All the time I hate what I am doing and want the other. In a room full of people I get frantic in their air and their shout and when I’m alone I sniff the smell of their bodies against my clothes. I’m scared, Webb don’t think I will find one person who will be the right audience. All you’ve done is cut me in half, pointing me here, Where I don’t want to find these answers.”


Friendships don’t last forever.

I’m just being realistic. Of all the people you know now, only one (if at all), will probably maintain their ‘homeboy’ station in your heart when you’re bordering on geriatric. And even some friendships seem to last for only a short term. In the first sentence, the word 'had' demonstrates that Webb and Bolden used to be friends, but it’s a thing of the past.

By using the phrase ‘Even at the start’, he demonstrates how the following will be something Webb did occasionally during their friendship, which was try to ‘better’ Bolden. Even the latter thought of himself as someone who was yet to be the best person out there.

Bolden proceeds to compare himself to a dog in the way that---after he succeeded in maturing, supposedly--- he sped away happily into a new town, leaving all of Webb’s annoying tendencies (and probably a vapid home) behind. And yet no matter what, Webb came back like those breeders (which give the aura of a cruel, tough, and authority-endowed persona) and ‘tore’ Bolden in half. And of course Webb knew he had stopped Bolden’s chance at happiness, and even in that moment, knew Bolden would always reminisce, crave, and be engulfed in the memories of that glimpse at bliss.

In the second paragraph we deduce (quite obviously) that Bolden is a bundle of conflict. All the time, every single day of his life, never has he been completely satisfied with what he is doing, which leads one to infer that he has never been satisfied with himself. He always wants what he doesn’t obtain. Common nature, and yet with his inability to ever enjoy himself when he finally attains them, quite sad.

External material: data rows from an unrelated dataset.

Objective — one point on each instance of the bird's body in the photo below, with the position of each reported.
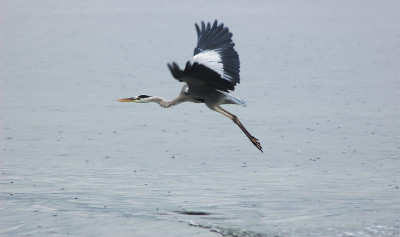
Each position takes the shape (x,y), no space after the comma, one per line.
(208,80)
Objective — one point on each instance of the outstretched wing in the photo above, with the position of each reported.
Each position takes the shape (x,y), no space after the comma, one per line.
(216,63)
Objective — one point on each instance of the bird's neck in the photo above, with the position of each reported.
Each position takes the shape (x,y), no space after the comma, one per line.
(163,102)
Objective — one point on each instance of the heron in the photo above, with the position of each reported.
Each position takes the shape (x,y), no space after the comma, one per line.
(215,71)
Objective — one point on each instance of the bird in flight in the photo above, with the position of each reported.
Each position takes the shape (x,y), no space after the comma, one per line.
(213,73)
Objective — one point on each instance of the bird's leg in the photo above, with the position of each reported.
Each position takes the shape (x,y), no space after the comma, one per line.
(237,122)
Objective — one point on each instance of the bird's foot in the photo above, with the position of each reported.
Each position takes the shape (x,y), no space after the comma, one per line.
(256,143)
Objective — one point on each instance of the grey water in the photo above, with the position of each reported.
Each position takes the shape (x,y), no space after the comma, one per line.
(321,81)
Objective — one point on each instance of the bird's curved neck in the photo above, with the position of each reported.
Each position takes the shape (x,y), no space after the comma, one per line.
(163,102)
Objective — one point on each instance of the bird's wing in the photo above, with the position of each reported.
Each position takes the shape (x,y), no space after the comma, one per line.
(197,75)
(216,63)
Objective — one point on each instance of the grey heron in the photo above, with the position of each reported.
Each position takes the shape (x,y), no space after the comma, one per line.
(213,73)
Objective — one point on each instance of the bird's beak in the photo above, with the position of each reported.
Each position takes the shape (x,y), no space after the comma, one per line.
(131,99)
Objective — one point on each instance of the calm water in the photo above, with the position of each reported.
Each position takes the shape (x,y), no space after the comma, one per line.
(321,83)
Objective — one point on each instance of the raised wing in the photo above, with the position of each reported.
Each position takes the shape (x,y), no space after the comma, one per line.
(215,50)
(197,75)
(216,63)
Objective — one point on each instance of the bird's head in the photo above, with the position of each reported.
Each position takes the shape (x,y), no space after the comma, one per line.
(137,99)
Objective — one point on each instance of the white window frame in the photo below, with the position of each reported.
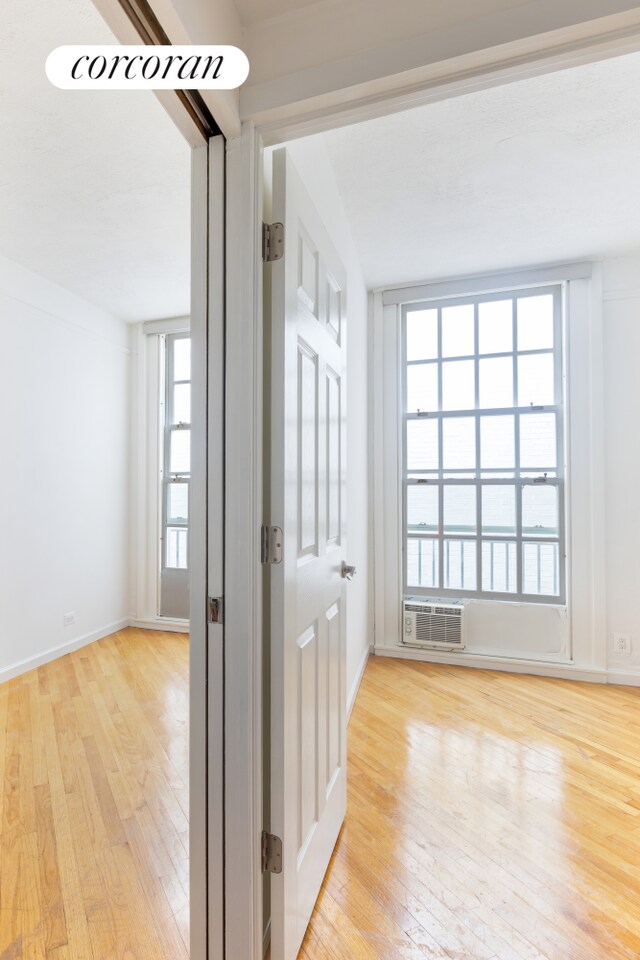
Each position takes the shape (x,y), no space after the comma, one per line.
(512,478)
(170,425)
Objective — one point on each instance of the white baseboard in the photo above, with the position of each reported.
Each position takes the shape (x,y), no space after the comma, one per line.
(23,666)
(567,671)
(161,623)
(626,678)
(355,686)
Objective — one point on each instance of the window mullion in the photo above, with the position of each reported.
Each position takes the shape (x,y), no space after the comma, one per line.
(440,460)
(476,368)
(516,437)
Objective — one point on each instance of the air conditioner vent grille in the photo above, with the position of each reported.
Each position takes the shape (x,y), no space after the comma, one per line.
(435,624)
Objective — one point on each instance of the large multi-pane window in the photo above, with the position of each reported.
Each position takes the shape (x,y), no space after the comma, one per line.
(483,500)
(177,450)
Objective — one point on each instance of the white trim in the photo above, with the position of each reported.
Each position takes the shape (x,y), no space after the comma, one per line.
(266,939)
(53,653)
(165,625)
(486,283)
(171,325)
(243,570)
(216,526)
(355,686)
(346,91)
(198,703)
(633,294)
(508,664)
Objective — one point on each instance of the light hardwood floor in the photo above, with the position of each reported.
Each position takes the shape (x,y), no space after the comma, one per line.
(94,805)
(490,817)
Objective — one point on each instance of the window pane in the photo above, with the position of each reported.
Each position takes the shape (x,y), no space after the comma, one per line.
(458,443)
(422,387)
(180,456)
(182,359)
(537,440)
(460,509)
(460,564)
(496,382)
(182,403)
(458,338)
(422,334)
(422,444)
(540,511)
(540,568)
(422,508)
(499,510)
(178,505)
(422,563)
(458,385)
(495,326)
(176,556)
(535,322)
(497,444)
(535,380)
(499,567)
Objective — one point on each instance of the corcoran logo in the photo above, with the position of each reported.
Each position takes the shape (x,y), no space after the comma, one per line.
(147,67)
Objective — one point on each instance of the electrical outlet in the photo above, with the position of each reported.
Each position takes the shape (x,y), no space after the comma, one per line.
(622,642)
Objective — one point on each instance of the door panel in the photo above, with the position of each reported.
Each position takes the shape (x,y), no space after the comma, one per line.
(308,795)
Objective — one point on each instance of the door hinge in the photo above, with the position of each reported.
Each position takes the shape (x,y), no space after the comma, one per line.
(272,242)
(271,547)
(215,610)
(271,853)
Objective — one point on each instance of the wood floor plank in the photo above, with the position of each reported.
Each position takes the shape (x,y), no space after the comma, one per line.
(93,794)
(499,813)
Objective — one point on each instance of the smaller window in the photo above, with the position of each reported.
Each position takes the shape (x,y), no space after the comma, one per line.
(177,451)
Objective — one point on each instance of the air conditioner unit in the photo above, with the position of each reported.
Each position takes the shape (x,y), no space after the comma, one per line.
(435,624)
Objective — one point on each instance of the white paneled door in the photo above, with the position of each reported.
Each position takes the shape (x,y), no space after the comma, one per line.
(308,587)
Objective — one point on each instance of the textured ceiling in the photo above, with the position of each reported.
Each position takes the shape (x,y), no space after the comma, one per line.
(94,187)
(252,11)
(540,171)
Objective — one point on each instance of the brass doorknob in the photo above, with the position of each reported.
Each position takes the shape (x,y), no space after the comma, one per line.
(347,572)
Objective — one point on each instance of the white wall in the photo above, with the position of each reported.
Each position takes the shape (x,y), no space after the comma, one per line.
(313,165)
(64,484)
(341,54)
(621,320)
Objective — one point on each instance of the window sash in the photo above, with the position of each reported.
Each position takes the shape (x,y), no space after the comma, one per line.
(518,476)
(177,525)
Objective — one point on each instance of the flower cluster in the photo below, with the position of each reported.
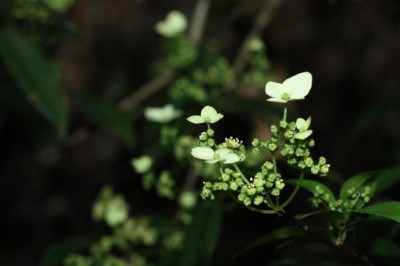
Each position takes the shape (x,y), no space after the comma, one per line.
(292,140)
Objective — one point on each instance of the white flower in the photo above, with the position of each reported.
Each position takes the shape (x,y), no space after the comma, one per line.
(142,164)
(162,114)
(207,115)
(174,24)
(303,127)
(210,156)
(293,88)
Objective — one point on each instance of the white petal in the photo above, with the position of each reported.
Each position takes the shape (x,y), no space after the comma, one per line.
(195,119)
(298,86)
(303,135)
(216,118)
(277,100)
(274,89)
(231,158)
(300,124)
(223,152)
(208,111)
(203,153)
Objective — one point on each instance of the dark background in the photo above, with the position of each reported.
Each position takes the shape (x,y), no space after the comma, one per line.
(47,187)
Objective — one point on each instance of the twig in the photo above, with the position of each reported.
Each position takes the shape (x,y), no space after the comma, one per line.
(263,19)
(151,87)
(340,248)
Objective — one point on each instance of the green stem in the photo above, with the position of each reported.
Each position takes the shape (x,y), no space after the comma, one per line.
(285,113)
(241,174)
(294,193)
(252,208)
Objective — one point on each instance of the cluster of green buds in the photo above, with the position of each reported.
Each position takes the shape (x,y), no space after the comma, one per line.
(291,139)
(353,199)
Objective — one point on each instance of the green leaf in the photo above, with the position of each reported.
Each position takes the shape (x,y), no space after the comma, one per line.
(384,248)
(36,76)
(311,186)
(389,210)
(375,113)
(358,180)
(202,235)
(107,116)
(387,179)
(276,235)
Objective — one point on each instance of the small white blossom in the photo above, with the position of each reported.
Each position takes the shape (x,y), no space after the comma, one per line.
(303,127)
(207,115)
(210,156)
(293,88)
(174,24)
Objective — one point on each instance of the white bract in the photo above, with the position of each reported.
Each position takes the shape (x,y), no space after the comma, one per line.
(207,115)
(303,127)
(293,88)
(162,114)
(174,24)
(210,156)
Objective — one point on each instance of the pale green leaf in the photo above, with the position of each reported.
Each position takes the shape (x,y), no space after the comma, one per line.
(195,119)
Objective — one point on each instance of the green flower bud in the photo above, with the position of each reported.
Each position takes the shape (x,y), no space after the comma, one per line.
(315,169)
(309,162)
(203,136)
(269,166)
(210,142)
(225,177)
(233,186)
(255,142)
(275,192)
(274,129)
(283,124)
(247,201)
(251,191)
(258,200)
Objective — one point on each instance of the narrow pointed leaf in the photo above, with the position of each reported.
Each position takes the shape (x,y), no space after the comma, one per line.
(108,117)
(389,210)
(36,76)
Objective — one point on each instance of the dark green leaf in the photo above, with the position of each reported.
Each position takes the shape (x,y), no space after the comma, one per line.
(389,210)
(376,112)
(36,77)
(359,180)
(54,254)
(387,179)
(385,248)
(202,235)
(107,116)
(278,234)
(311,185)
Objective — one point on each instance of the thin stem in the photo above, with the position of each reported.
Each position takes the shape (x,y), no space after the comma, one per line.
(274,162)
(285,113)
(294,193)
(241,174)
(252,208)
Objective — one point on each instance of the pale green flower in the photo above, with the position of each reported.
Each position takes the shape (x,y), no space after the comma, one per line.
(255,44)
(210,156)
(174,24)
(142,164)
(303,127)
(162,114)
(207,115)
(293,88)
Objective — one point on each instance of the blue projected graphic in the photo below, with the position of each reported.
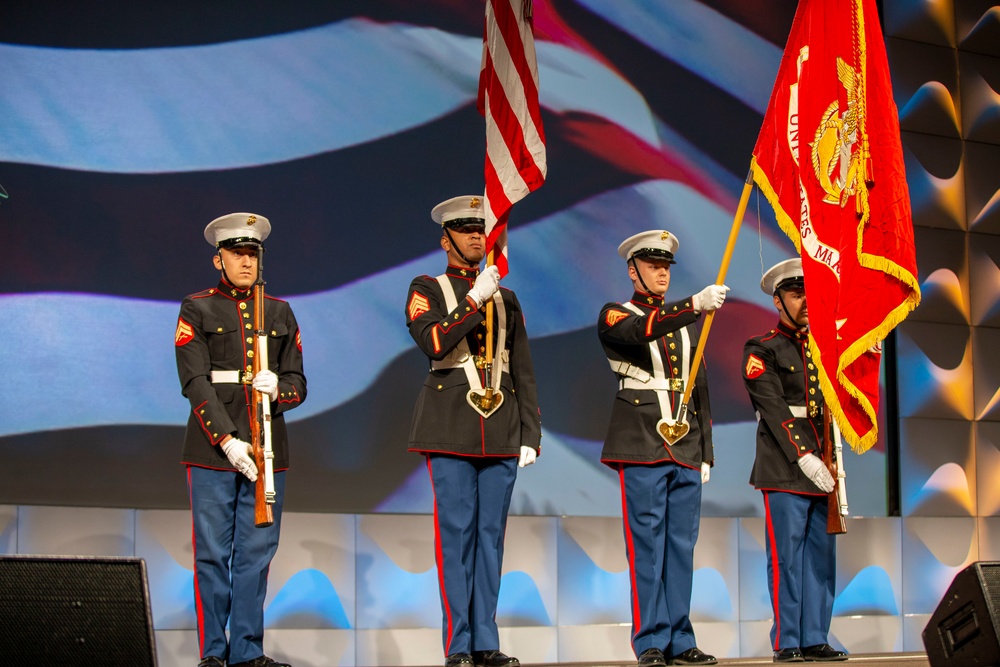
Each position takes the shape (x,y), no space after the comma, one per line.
(345,126)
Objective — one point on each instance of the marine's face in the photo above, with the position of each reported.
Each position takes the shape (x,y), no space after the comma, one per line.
(654,272)
(795,303)
(240,265)
(470,241)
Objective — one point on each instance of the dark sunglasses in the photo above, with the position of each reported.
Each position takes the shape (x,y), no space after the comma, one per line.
(469,229)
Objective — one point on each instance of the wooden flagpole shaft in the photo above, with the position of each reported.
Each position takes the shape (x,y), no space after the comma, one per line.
(489,332)
(723,268)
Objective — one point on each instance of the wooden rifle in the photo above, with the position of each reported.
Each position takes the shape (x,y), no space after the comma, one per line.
(836,504)
(260,413)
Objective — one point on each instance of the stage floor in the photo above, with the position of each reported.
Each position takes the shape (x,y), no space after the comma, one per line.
(854,660)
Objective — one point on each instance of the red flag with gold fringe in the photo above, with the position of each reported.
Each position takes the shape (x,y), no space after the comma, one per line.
(508,99)
(829,160)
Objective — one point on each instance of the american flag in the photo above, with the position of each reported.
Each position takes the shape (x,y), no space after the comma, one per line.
(508,99)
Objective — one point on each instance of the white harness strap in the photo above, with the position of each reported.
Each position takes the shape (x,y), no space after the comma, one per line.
(461,356)
(659,382)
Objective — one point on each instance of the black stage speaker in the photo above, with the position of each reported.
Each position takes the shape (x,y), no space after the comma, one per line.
(963,630)
(75,611)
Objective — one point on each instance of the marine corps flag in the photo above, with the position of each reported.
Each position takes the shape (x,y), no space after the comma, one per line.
(508,99)
(830,162)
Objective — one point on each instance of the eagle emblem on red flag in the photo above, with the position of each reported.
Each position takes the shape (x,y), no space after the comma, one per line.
(829,159)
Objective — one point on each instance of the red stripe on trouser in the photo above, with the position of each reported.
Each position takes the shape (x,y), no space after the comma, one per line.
(197,591)
(439,559)
(630,548)
(775,572)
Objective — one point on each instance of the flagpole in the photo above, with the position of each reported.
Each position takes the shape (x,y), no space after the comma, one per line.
(489,335)
(723,269)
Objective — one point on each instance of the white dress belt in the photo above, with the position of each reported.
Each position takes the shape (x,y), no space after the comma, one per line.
(228,377)
(798,411)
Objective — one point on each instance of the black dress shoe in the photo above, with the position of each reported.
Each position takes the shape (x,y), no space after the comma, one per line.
(693,656)
(262,661)
(788,655)
(652,657)
(494,659)
(822,653)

He gets annoyed by being surrounded by people (maybe because he’s so different and can’t relate to anyone in life) and yet can’t mange loneliness and craves the “smell”, the knowledge or feeling that he is not alone in this world. He is lost and scared and can’t seem to find a way to a peaceful time on Earth. And while he knows there are reasons he is the way he is, and Webb has “cut him and half”, rendering him vulnerable to anything, pointing him here---the reasons for why he is who he is---, he is too much of a coward to bare himself and find out.